We’ve had a few stressful months in the McCourt house—my husband’s heart surgery took the forefront, of course, but I still had to deal with smaller problems—my car’s “check engine” light, a broken dishwasher and more. Suddenly it all came crashing down, and I was struggling just to catch my breath.
Even therapists face anxiety-fueled moments like this, so I asked Debra Kissen, PhD, CEO of Light On Anxiety CBT Treatment Centers, what to do the next time anxiety gets the best of me…
Reframe it: Consider what the anxiety is trying to tell you. Example: You are sitting on the couch, flicking through channels and you notice a dread-like feeling in your chest. Make contact with the discomfort. Is there a message to the anxiety? Perhaps it is telling you to get a good night’s sleep…or open that stack of bills?
Lean into it: We naturally try to fight off anxiety. Instead: Stand up, open your arms wide, and open yourself to the sensation of the emotion.
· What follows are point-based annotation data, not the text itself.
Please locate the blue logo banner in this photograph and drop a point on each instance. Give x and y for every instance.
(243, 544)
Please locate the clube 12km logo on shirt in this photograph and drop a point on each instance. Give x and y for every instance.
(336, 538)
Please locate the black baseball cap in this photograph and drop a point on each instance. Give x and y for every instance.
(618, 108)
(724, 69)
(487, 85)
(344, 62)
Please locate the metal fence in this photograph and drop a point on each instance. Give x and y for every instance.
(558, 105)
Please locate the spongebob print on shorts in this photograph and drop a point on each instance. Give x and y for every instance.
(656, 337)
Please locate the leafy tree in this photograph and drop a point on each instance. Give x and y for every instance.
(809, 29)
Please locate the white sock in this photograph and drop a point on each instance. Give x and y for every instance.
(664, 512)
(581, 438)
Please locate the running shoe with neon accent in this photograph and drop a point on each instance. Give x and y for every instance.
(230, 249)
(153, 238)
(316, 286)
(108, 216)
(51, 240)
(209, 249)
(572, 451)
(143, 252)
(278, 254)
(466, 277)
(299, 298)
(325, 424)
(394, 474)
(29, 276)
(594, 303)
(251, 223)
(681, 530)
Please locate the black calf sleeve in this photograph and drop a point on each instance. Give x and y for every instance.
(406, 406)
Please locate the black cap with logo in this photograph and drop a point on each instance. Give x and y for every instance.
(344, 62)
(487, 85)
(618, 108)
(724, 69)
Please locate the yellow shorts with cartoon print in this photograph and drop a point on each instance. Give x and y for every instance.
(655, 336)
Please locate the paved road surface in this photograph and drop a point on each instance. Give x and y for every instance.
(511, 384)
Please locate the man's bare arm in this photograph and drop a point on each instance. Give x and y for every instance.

This unguarded posture tricks your brain into thinking there is no threat, so the anxiety soon dissipates.
Get to work: If what’s eating at you is unfinished tasks, take some action—no matter how small—toward accomplishing something.
Take comfort: Take a walk, spend time with your partner or phone a friend. Don’t try to run from your anxiety. Your mentality should be, I can handle this anxiety. I just choose to engage in some self-care. Remember—self-medicating with drugs or alcohol is never wise.